Friday, Mar. 13, 1964
Terror in the Sugar Cane
Near British Guiana's capital of Georgetown last week, East Indian terrorists attacked sugar-cane cutters with acid bombs and rifles. In the capital, city officials decided against holding the customary public ceremony as Sir Richard Luyt, the colony's new British-appointed Governor, replaced Sir Ralph Grey, who is moving on to the Bahamas. To prevent riots, the swearing-in ceremony took place on a Georgetown wharf only a few feet from the Canadian ship that brought Sir Richard from Trinidad. Once again, the fuse was lit in British Guiana, and holding the match--as usual--was Marxist Premier Cheddi Jagan.
In 2 1/2 years, as head of the self-governing South American colony, Jagan has developed into a curious combination of Castroite and racist, preaching Communism while leading some 290,000 East Indians against 330,000 anti-Jagan Negroes and whites split between two major parties. Full independence was expected this year or next. But last October, after eleven weeks of strikes and violence, Colonial Secretary Duncan Sandys indefinitely postponed complete freedom for the tiny, strife-torn land. Sandys ordered new elections by the end of 1964, and decreed that they would be held under proportional representation instead of the simple majority rule that Jagan prefers. Sandys' obvious hope is to encourage party coalitions, thus weakening Jagan's power. Jagan's response has been to cripple the country's economy and bring British Guiana to the verge of civil war.
Partly to force Britain to call off the election and partly to force sugar producers to recognize his two-year-old Guyana Agricultural Workers Union, Jagan sent his union out on strike at the beginning of February. Though the GAWU is smaller than the anti-Jagan Manpower Citizens Association, which speaks for 60% of the colony's 25,000 sugar workers, it makes up in terror what it lacks in size. Its men dynamited irrigation aqueducts, pay offices and watch posts on 41 cane properties, put thousands of acres of unharvested cane to the torch, and bombed 33 homes of anti-Jagan Negroes and East Indians. Gangs of strikers waged pitched battles with nonstriking workers, injuring more than 50.

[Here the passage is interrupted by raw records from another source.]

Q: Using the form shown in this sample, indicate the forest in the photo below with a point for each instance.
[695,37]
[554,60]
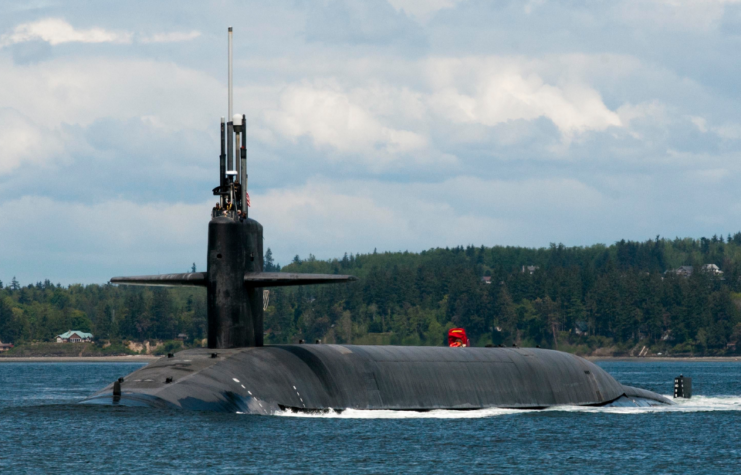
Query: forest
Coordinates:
[661,296]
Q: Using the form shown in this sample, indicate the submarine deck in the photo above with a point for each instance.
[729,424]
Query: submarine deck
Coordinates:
[322,377]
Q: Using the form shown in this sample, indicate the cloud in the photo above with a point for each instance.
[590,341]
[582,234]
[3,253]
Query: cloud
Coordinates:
[56,31]
[331,117]
[422,9]
[172,37]
[91,242]
[23,141]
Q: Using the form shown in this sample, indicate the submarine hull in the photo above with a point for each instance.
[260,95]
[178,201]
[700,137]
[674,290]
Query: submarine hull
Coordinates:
[269,379]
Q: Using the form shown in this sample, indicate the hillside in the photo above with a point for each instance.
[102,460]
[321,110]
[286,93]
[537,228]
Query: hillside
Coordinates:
[614,299]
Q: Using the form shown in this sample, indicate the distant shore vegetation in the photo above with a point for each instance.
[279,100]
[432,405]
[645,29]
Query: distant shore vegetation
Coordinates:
[672,297]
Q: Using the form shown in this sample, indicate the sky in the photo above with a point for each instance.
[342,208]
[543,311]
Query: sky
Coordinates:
[381,124]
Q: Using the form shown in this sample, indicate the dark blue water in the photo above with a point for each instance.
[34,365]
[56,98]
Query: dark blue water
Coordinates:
[42,430]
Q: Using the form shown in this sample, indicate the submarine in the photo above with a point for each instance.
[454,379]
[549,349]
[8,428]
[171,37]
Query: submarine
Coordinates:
[237,372]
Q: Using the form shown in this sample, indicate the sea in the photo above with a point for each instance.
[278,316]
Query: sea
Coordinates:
[43,430]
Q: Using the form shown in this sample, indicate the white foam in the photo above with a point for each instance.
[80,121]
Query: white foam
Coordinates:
[696,404]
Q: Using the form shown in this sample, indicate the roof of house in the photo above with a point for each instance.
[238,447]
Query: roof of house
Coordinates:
[69,333]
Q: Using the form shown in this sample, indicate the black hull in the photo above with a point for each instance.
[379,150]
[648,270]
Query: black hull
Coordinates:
[268,379]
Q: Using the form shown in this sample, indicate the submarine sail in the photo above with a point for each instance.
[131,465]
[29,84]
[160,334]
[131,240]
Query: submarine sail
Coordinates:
[237,373]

Last week, as more and more sugar workers stayed home out of fear, only six of the colony's eleven sugar factories were still grinding, and those six were only operating part-time. If the strike goes on much longer, there will be no hope at all of producing the usual 300,000 to 400,000 tons of sugar that represent a large part of the colony's foreign exchange. "So far, our strike has been partial," said a Jagan union leader last week. "From now on, it is a general strike."